Slower production is due to the postponement of orders by importers in Europe, the USA and some Asian markets. Nevertheless, Indonesia’s 2020 first-quarter wood product exports were not seriously affected by the pandemic.
On the time required to ramp up production in Indonesia to pre-crisis levels (should conditions stabilize), the consensus is that it could be more than one year, assuming that the government provides the industry with incentives, such as reduced taxes and low interest rates.
According to media reports, the Secretary General of the Indonesian Furniture and Crafts Industry Association, Abdul Sobur, said that, in addition to the thousands of workers laid off in the retail, hotel, and restaurant sectors, furniture manufacturers have indicated that they have had to (or soon will) lay off some 280 000 workers.

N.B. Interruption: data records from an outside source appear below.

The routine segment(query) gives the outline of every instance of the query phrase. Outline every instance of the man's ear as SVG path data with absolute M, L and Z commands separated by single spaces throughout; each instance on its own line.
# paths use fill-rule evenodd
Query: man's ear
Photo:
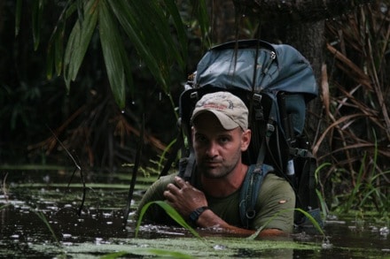
M 241 151 L 246 151 L 251 143 L 252 132 L 250 129 L 243 131 L 241 135 Z

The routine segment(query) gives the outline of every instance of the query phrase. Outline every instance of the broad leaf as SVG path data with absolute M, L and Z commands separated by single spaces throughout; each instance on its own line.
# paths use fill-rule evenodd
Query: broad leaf
M 96 7 L 98 2 L 86 2 L 85 19 L 82 23 L 80 19 L 76 21 L 69 35 L 64 57 L 64 78 L 67 91 L 70 81 L 74 80 L 77 76 L 95 30 L 98 14 Z

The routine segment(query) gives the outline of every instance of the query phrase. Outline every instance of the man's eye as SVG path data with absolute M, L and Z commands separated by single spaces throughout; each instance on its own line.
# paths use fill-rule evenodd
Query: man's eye
M 202 142 L 202 143 L 207 141 L 207 139 L 204 136 L 197 136 L 196 140 L 197 140 L 197 141 Z
M 220 142 L 221 142 L 221 143 L 226 143 L 226 142 L 229 142 L 229 141 L 230 141 L 230 139 L 227 138 L 227 137 L 221 137 L 221 138 L 220 138 Z

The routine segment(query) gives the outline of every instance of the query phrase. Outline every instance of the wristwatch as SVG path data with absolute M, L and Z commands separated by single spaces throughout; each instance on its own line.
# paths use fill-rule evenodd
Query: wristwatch
M 196 224 L 198 219 L 199 218 L 200 214 L 202 214 L 205 210 L 209 209 L 207 206 L 199 207 L 190 214 L 190 220 Z

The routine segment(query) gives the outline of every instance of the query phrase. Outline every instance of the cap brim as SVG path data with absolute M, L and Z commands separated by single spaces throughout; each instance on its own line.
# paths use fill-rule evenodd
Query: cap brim
M 219 110 L 200 110 L 194 112 L 192 115 L 192 118 L 191 119 L 191 122 L 193 123 L 193 121 L 201 114 L 210 112 L 214 114 L 216 118 L 218 118 L 219 122 L 221 123 L 221 126 L 225 130 L 232 130 L 239 126 L 239 125 L 236 122 L 234 122 L 229 116 L 227 116 L 225 113 L 221 112 Z

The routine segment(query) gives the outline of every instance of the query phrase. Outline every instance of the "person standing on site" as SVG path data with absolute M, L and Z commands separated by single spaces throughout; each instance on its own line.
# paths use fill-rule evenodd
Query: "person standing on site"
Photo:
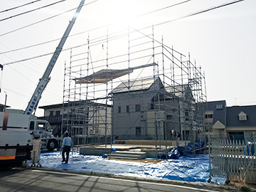
M 68 137 L 68 132 L 64 133 L 64 139 L 63 141 L 63 145 L 62 145 L 62 156 L 63 156 L 63 161 L 61 162 L 64 162 L 65 164 L 68 164 L 68 157 L 69 157 L 69 153 L 70 151 L 71 146 L 73 145 L 72 139 L 70 137 Z M 65 153 L 66 153 L 66 158 L 65 158 Z

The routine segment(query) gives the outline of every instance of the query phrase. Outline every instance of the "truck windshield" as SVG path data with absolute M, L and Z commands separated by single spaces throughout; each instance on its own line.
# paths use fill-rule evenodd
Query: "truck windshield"
M 44 122 L 38 122 L 38 129 L 46 130 L 46 123 L 44 123 Z
M 46 124 L 46 131 L 47 132 L 51 132 L 51 127 L 50 127 L 50 125 L 48 123 Z

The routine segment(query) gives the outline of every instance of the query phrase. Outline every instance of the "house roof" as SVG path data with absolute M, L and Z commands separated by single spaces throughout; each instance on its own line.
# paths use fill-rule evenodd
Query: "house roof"
M 247 120 L 239 120 L 238 114 L 242 112 L 247 114 Z M 256 126 L 256 105 L 233 106 L 227 107 L 227 126 Z
M 174 95 L 178 97 L 181 97 L 184 92 L 191 93 L 191 90 L 188 89 L 189 86 L 188 84 L 185 84 L 183 85 L 174 85 L 171 87 L 165 87 L 164 88 L 167 92 L 173 94 Z M 188 92 L 188 90 L 189 91 Z
M 70 102 L 70 103 L 73 102 L 75 106 L 79 106 L 79 105 L 85 105 L 85 100 L 82 100 L 82 101 L 75 101 L 75 102 Z M 102 104 L 102 103 L 97 103 L 97 102 L 87 102 L 87 103 L 88 105 L 100 105 L 101 106 L 106 106 L 105 104 Z M 54 105 L 45 105 L 45 106 L 41 106 L 38 108 L 39 109 L 43 109 L 43 110 L 48 110 L 48 109 L 55 109 L 55 108 L 61 108 L 63 107 L 63 103 L 59 103 L 59 104 L 54 104 Z M 68 107 L 68 103 L 65 102 L 64 104 L 64 107 Z M 111 105 L 107 105 L 107 107 L 111 107 Z
M 161 84 L 161 81 L 159 78 L 150 78 L 135 80 L 130 80 L 121 82 L 117 87 L 115 87 L 111 93 L 122 93 L 127 92 L 134 92 L 139 90 L 149 90 L 153 84 L 159 80 L 159 83 Z
M 93 74 L 75 80 L 75 83 L 105 83 L 110 80 L 125 75 L 133 72 L 132 69 L 99 70 Z

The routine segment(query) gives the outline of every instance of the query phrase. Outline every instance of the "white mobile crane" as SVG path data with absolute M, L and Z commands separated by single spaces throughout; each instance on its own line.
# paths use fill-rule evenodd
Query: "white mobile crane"
M 22 163 L 24 160 L 30 159 L 33 139 L 41 137 L 45 142 L 45 147 L 49 150 L 59 147 L 60 139 L 55 138 L 52 135 L 49 122 L 30 119 L 30 116 L 35 112 L 42 93 L 50 80 L 50 74 L 85 1 L 81 1 L 70 21 L 43 77 L 39 80 L 25 113 L 21 114 L 0 112 L 0 166 L 14 162 Z

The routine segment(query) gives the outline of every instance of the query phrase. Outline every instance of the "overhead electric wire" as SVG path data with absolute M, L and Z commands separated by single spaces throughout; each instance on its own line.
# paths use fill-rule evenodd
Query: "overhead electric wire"
M 36 3 L 36 2 L 37 2 L 37 1 L 42 1 L 42 0 L 34 1 L 28 3 L 28 4 L 23 4 L 23 5 L 18 6 L 15 6 L 15 7 L 13 7 L 13 8 L 11 8 L 11 9 L 6 9 L 6 10 L 4 10 L 4 11 L 0 11 L 0 14 L 1 14 L 1 13 L 4 13 L 4 12 L 9 11 L 11 11 L 11 10 L 14 10 L 14 9 L 18 9 L 18 8 L 20 8 L 20 7 L 22 7 L 22 6 L 26 6 L 26 5 L 29 5 L 29 4 Z
M 85 4 L 84 6 L 88 5 L 88 4 L 92 4 L 92 3 L 95 3 L 95 2 L 97 1 L 99 1 L 99 0 L 95 0 L 95 1 L 92 1 L 92 2 L 90 2 L 90 3 L 86 4 Z M 171 5 L 171 6 L 166 6 L 166 7 L 164 7 L 164 8 L 161 8 L 161 9 L 157 9 L 157 10 L 155 10 L 155 11 L 150 11 L 150 12 L 148 12 L 148 13 L 146 13 L 146 14 L 142 14 L 142 15 L 135 16 L 134 18 L 137 18 L 137 17 L 140 17 L 140 16 L 146 16 L 146 15 L 152 14 L 152 13 L 155 13 L 155 12 L 156 12 L 156 11 L 161 11 L 161 10 L 164 10 L 164 9 L 168 9 L 168 8 L 170 8 L 170 7 L 173 7 L 173 6 L 177 6 L 177 5 L 180 5 L 180 4 L 186 3 L 186 2 L 190 1 L 191 1 L 191 0 L 187 0 L 187 1 L 183 1 L 183 2 L 180 2 L 180 3 L 178 3 L 178 4 L 173 4 L 173 5 Z M 68 11 L 65 11 L 65 12 L 61 13 L 61 14 L 60 14 L 53 16 L 52 16 L 52 17 L 49 17 L 49 18 L 46 18 L 46 19 L 39 21 L 38 21 L 38 22 L 31 23 L 31 24 L 30 24 L 30 25 L 23 26 L 23 27 L 22 27 L 22 28 L 17 28 L 17 29 L 16 29 L 16 30 L 14 30 L 14 31 L 7 32 L 7 33 L 4 33 L 4 34 L 0 35 L 0 37 L 1 37 L 1 36 L 4 36 L 4 35 L 7 35 L 7 34 L 9 34 L 9 33 L 12 33 L 12 32 L 15 32 L 15 31 L 16 31 L 23 29 L 23 28 L 26 28 L 26 27 L 28 27 L 28 26 L 31 26 L 37 24 L 37 23 L 38 23 L 45 21 L 46 21 L 46 20 L 53 18 L 54 18 L 54 17 L 56 17 L 56 16 L 58 16 L 62 15 L 62 14 L 63 14 L 68 13 L 68 12 L 71 11 L 73 11 L 73 10 L 75 10 L 75 9 L 77 9 L 77 8 L 75 8 L 75 9 L 70 9 L 70 10 L 68 10 Z M 116 22 L 116 23 L 118 23 L 118 22 Z M 97 30 L 97 29 L 100 29 L 100 28 L 104 28 L 104 27 L 106 27 L 106 26 L 111 26 L 111 25 L 115 24 L 116 23 L 111 23 L 111 24 L 109 24 L 109 25 L 105 25 L 105 26 L 100 26 L 100 27 L 98 27 L 98 28 L 93 28 L 93 29 L 90 29 L 90 30 L 88 30 L 88 31 L 82 31 L 82 32 L 78 33 L 75 33 L 75 34 L 73 34 L 73 35 L 70 35 L 70 36 L 69 36 L 69 37 L 71 37 L 71 36 L 74 36 L 80 35 L 80 34 L 82 34 L 82 33 L 87 33 L 87 32 L 95 31 L 95 30 Z M 38 46 L 46 44 L 46 43 L 51 43 L 51 42 L 53 42 L 53 41 L 58 41 L 58 40 L 60 40 L 60 38 L 57 38 L 57 39 L 48 41 L 46 41 L 46 42 L 41 43 L 38 43 L 38 44 L 30 46 L 26 46 L 26 47 L 23 47 L 23 48 L 17 48 L 17 49 L 15 49 L 15 50 L 8 50 L 8 51 L 5 51 L 5 52 L 0 53 L 0 54 L 4 54 L 4 53 L 10 53 L 10 52 L 14 52 L 14 51 L 16 51 L 16 50 L 22 50 L 22 49 L 25 49 L 25 48 L 32 48 L 32 47 L 35 47 L 35 46 Z
M 98 0 L 96 0 L 96 1 L 98 1 Z M 195 12 L 195 13 L 188 14 L 188 15 L 184 16 L 181 16 L 181 17 L 179 17 L 178 18 L 175 18 L 175 19 L 169 20 L 169 21 L 162 22 L 162 23 L 157 23 L 157 24 L 154 25 L 154 26 L 158 26 L 166 24 L 166 23 L 168 23 L 172 22 L 172 21 L 178 21 L 178 20 L 180 20 L 180 19 L 182 19 L 182 18 L 188 18 L 188 17 L 190 17 L 190 16 L 192 16 L 198 15 L 199 14 L 205 13 L 205 12 L 209 11 L 212 11 L 212 10 L 220 8 L 220 7 L 223 7 L 223 6 L 228 6 L 228 5 L 230 5 L 230 4 L 233 4 L 238 3 L 238 2 L 242 1 L 244 1 L 244 0 L 236 0 L 236 1 L 233 1 L 232 2 L 223 4 L 219 5 L 219 6 L 215 6 L 210 7 L 210 8 L 208 8 L 208 9 L 204 9 L 204 10 L 201 10 L 201 11 L 197 11 L 197 12 Z M 112 25 L 112 24 L 110 24 L 110 25 Z M 105 26 L 99 27 L 99 28 L 103 28 Z M 151 28 L 151 26 L 144 27 L 144 28 L 140 28 L 140 29 L 135 29 L 135 28 L 133 28 L 133 29 L 135 30 L 136 31 L 139 32 L 139 31 L 141 31 L 141 30 L 149 28 Z M 88 32 L 88 31 L 94 31 L 94 30 L 95 30 L 95 29 L 88 30 L 87 31 Z M 85 32 L 82 32 L 82 33 L 85 33 Z M 75 47 L 78 47 L 78 46 L 75 46 Z M 67 49 L 63 49 L 62 51 L 68 50 L 70 48 L 67 48 Z M 11 63 L 5 63 L 5 64 L 3 64 L 3 65 L 7 65 L 14 64 L 14 63 L 18 63 L 18 62 L 23 62 L 23 61 L 26 61 L 26 60 L 31 60 L 31 59 L 35 59 L 35 58 L 41 58 L 41 57 L 43 57 L 43 56 L 48 55 L 50 55 L 50 54 L 53 54 L 53 53 L 46 53 L 46 54 L 43 54 L 43 55 L 29 58 L 27 58 L 27 59 L 21 60 L 16 61 L 16 62 L 11 62 Z
M 46 8 L 46 7 L 48 7 L 48 6 L 53 6 L 53 5 L 57 4 L 58 4 L 58 3 L 61 3 L 61 2 L 63 2 L 63 1 L 67 1 L 67 0 L 61 0 L 61 1 L 58 1 L 58 2 L 53 3 L 53 4 L 48 4 L 48 5 L 46 5 L 46 6 L 41 6 L 41 7 L 39 7 L 39 8 L 37 8 L 37 9 L 32 9 L 32 10 L 30 10 L 30 11 L 28 11 L 21 13 L 21 14 L 16 14 L 16 15 L 14 15 L 14 16 L 9 16 L 9 17 L 6 17 L 6 18 L 5 18 L 0 19 L 0 21 L 5 21 L 5 20 L 7 20 L 7 19 L 14 18 L 14 17 L 16 17 L 16 16 L 21 16 L 21 15 L 23 15 L 23 14 L 28 14 L 28 13 L 33 12 L 33 11 L 37 11 L 37 10 L 39 10 L 39 9 L 43 9 L 43 8 Z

In Myanmar, COVID-19 and measures to combat it are hurting small businesses, and the informal sector is particularly hard hit. Myanmar celebrated its national New Year holiday on 10 April, and all factories were open until then. In response to the pandemic, however, the government has urged “voluntary home stay” and suspended domestic travel. Some orders have been postponed in the timber industry, but it is difficult to get accurate information. Should the virus outbreak be brought under control, it is estimated that the sector will need at least two months to raise production to pre-crisis levels.
The COVID-19 pandemic is having a devastating impact on the timber sector in Viet Nam. The situation is changing fast, and the worst is still to come. Responding to a questionnaire circulated by VIFOREST and its associates, 76% of enterprises said they are facing losses estimated at VND 3.066 trillion (around USD 130 million); only 24% of surveyed enterprises said they are not yet affected financially. More than half of respondents said they have had to reduce production; 35% of enterprises assume that their businesses can be maintained for some time, but closures may be inevitable in the near future; and only 7% of enterprises remain fully operational. The survey also revealed that about 45% of workers in the wood-processing sector have lost their jobs due to the pandemic.
India has extended its lockdown until 3 May 2020 and imposed strict measures to fight the pandemic. India’s economy is at a standstill, and unemployment is at about 20%—although this doesn’t include millions in the informal sector now without incomes.
Indian ports are closed to both imports and exports. Containers cannot move because, in most cases, the receiving ports are closed. Import containers are waiting to be offloaded and transported, but workers cannot travel. Until restrictions are lifted, nothing can move.
The economic impact of COVID-19 and the measures adopted to slow its spread are having a huge impact in Latin American countries.
Brazilian manufacturing activity declined in March at the fastest rate in three years. This has damaged small and medium-sized enterprises, especially those in the informal sector, with lockdown restrictions and containment measures meaning that most workers in the sector are now without incomes.
Brazil’s pulp and paper sector continues to operate, but the production of solid wood products varies by state and municipality. Most states have no significant restrictions, but some municipalities have completely halted industrial operations.
The government has made provisions to mitigate the impacts of worker lay-offs. To date, few timber companies have laid off workers, but the effects of the virus and associated measures are only starting and will intensify in coming weeks. Some domestic and international orders have been cancelled, invoking force majeure.
Forestry and timber operations in Peru have been paralyzed by the nationwide lockdown, which was announced 16 March. All activities in the sector have stopped until further notice.